Il n’y a à proprement parlé pas de carte pour se balader d’un donjon ou d’une ville à l’autre contrairement à ce qui était le cas sur FF7. Lorsque Zack se balade sur la carte, plus précisément les lieux d’actions du jeu donc, la caméra se recentre sur notre héros et celui-ci sort sont épée à l’approche des ennemis fraichement apparus à l’écran. S’en suit alors un combat énergique où notre héros dispose de nombreuses et différentes option. Il peut soit attaquer à l’épée de base, ce qui ne lui coutera pas de point d’action ou de magie soit, une fois équipé de la materia correspondante, utiliser une attaque combo ou une magie contre une perte de ces fameux points. L’option objet est bien entendu de mise. Les combats sont en temps réel. Ainsi votre seul et unique personnage jouable peut esquiver les attaques, se protéger mais doit aussi viser par exemple en ce qui concerne la magie. En effet, celle-ci n’est pas toujours à tête chercheuse comme dans tout typique RPG. Pensez bien ici que le mot d’ordre est « action ».

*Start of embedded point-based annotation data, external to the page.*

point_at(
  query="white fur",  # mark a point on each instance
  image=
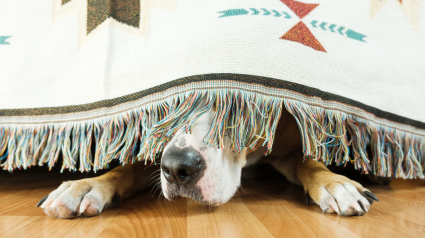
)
(223, 168)
(342, 199)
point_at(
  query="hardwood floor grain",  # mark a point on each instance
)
(267, 207)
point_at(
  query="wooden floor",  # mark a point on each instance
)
(265, 208)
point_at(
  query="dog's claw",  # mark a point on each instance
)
(117, 199)
(361, 205)
(307, 199)
(42, 200)
(371, 196)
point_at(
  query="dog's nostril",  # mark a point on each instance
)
(183, 173)
(166, 171)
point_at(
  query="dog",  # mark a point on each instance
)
(189, 168)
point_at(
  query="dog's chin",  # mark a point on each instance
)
(172, 192)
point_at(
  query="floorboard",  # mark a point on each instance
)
(266, 207)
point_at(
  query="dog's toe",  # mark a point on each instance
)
(342, 197)
(77, 198)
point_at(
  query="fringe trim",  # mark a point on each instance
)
(327, 135)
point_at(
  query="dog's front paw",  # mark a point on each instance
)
(341, 195)
(86, 197)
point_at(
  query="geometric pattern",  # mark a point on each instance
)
(300, 32)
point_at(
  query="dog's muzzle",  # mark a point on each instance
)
(183, 168)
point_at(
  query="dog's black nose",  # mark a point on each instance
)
(182, 166)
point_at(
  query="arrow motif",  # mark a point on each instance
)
(340, 30)
(265, 12)
(233, 12)
(254, 11)
(3, 40)
(355, 35)
(276, 13)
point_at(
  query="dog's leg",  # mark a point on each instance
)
(332, 192)
(89, 197)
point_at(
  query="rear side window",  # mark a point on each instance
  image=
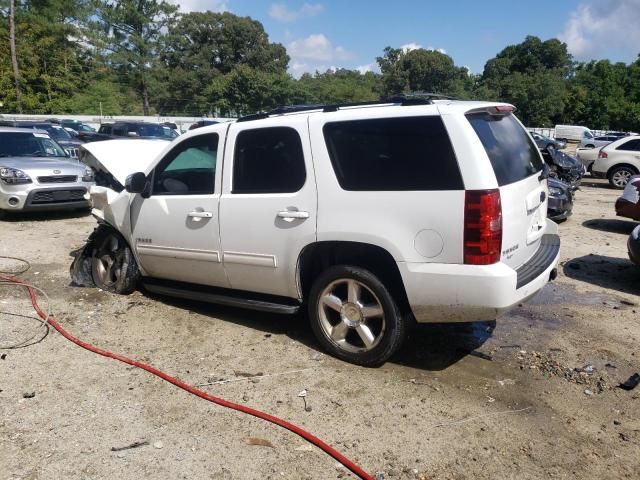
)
(268, 160)
(513, 155)
(631, 145)
(391, 154)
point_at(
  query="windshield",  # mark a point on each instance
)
(18, 144)
(147, 130)
(57, 133)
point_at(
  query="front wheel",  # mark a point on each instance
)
(619, 176)
(355, 317)
(113, 267)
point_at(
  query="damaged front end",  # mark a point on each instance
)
(112, 161)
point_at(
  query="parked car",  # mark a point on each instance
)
(597, 142)
(366, 216)
(628, 204)
(563, 166)
(77, 125)
(587, 156)
(57, 132)
(37, 174)
(546, 143)
(202, 123)
(618, 161)
(560, 204)
(633, 246)
(575, 133)
(128, 129)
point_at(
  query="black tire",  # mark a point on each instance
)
(388, 327)
(113, 266)
(619, 176)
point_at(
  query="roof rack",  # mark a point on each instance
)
(404, 99)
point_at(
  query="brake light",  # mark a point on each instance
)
(504, 108)
(482, 227)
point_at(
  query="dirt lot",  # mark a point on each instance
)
(488, 400)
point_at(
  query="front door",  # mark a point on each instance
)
(268, 204)
(175, 231)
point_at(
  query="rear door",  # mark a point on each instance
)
(268, 204)
(517, 165)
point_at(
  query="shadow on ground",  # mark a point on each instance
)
(611, 225)
(11, 217)
(429, 346)
(607, 272)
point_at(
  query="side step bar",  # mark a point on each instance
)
(220, 298)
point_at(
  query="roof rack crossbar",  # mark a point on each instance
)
(404, 99)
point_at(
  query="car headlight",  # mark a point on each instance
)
(13, 176)
(88, 175)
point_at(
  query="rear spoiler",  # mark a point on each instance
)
(497, 110)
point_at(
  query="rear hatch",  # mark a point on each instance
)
(518, 167)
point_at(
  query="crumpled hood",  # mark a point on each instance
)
(121, 158)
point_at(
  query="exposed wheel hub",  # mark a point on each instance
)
(351, 314)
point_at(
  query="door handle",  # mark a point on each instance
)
(292, 214)
(200, 215)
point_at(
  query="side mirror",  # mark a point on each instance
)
(136, 183)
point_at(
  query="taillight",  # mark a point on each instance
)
(482, 227)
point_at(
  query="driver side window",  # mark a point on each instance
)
(188, 169)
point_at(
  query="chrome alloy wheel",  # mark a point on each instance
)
(351, 315)
(108, 261)
(621, 177)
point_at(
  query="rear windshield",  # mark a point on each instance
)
(512, 153)
(391, 154)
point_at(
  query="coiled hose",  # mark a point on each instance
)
(189, 388)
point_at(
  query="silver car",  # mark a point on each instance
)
(37, 174)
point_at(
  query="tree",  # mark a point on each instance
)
(421, 70)
(201, 46)
(132, 31)
(532, 75)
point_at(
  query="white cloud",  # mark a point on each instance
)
(598, 27)
(407, 47)
(280, 12)
(316, 47)
(369, 67)
(202, 5)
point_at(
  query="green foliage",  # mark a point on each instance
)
(143, 56)
(421, 70)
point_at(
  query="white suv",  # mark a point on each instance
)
(370, 216)
(618, 161)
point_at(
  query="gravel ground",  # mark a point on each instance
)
(530, 396)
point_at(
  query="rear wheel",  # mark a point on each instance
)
(113, 267)
(355, 317)
(619, 176)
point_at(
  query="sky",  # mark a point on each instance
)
(323, 34)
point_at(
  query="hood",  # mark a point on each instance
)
(41, 163)
(121, 158)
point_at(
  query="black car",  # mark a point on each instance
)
(564, 167)
(203, 123)
(560, 204)
(57, 132)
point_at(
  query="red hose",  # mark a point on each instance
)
(189, 388)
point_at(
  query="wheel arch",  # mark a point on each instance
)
(318, 256)
(618, 165)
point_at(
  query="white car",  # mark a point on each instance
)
(618, 161)
(369, 216)
(36, 174)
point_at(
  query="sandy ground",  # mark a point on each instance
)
(485, 400)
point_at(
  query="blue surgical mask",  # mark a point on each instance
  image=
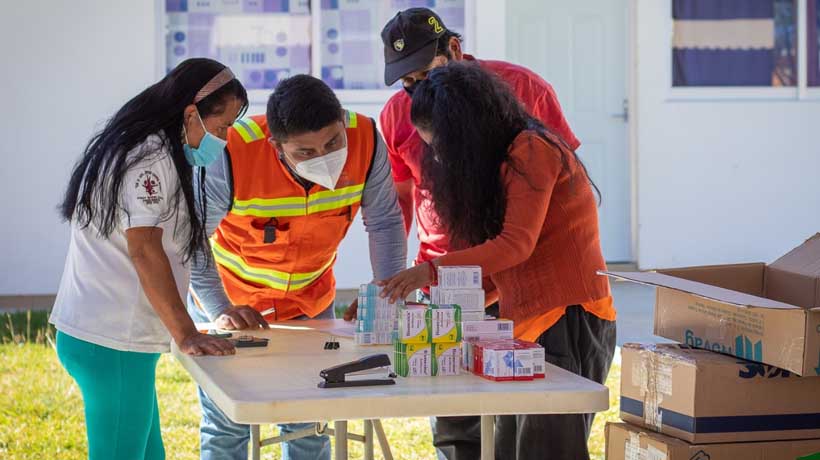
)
(209, 150)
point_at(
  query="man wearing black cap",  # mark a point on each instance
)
(415, 42)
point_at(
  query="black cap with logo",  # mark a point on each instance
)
(410, 42)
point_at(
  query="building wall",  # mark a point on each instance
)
(717, 181)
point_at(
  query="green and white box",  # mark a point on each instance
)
(413, 359)
(445, 323)
(413, 325)
(447, 358)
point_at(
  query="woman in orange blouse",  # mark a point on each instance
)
(520, 204)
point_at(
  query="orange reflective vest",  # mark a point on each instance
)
(294, 272)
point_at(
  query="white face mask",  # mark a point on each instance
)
(324, 170)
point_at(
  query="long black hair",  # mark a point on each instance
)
(94, 190)
(473, 118)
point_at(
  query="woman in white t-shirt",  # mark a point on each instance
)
(134, 228)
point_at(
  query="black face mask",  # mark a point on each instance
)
(410, 89)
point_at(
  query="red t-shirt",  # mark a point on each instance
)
(405, 147)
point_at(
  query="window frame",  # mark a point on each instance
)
(799, 92)
(346, 96)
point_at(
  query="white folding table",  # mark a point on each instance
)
(279, 384)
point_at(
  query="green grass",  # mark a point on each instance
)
(41, 408)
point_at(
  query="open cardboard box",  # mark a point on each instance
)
(763, 313)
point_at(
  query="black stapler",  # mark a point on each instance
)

La véritable et néanmoins destabilisable innovation du système de combat se trouve dans l’utilisation du DMV (Digital Mind Wave), une sorte de roulette de Pachinko qui s’active en continue et dont les effets sont aléatoires. Plus vous avancerez dans le jeu, plus vous aurez d’options disponibles, que ce soit des limites breaks, des invocations ou encore des effets particuliers tels que l’invulnérabilité ou une puissance accrue de vos coups par exemple. Le principe est simple : vous avez une combinaison de 3 slots. Selon les figures que vous obtenez (personnages du jeu, invocations), des effets particuliers s‘opèrent. Si la même figure se trouve au premier et au troisième slot, une nouvelle fenêtre s’ouvre et au petit bonheur la chance, si la troisième figure identique sort, vous débloquerez l’attaque spéciale (invocation, limite break ou autre) avec plus ou moins de puissance selon les nombres disponibles sous les figures. Le DMV rend les combats encore plus impressionnants mais à la fois très aléatoires. La fréquence et les résultats de celui-ci peuvent en effet tout faire basculer en votre faveur ou non, ce qui n’est pas pour plaire à tout le monde. Idem pour passer au niveau supérieur, un triple 7 est obligatoire, et celui-ci apparait aussi de façon aléatoire. Oubliez le leveling up « sûr et facile ». Malgré tout c’est assez bien calculé et vous ne serez jamais en reste devant un ennemi.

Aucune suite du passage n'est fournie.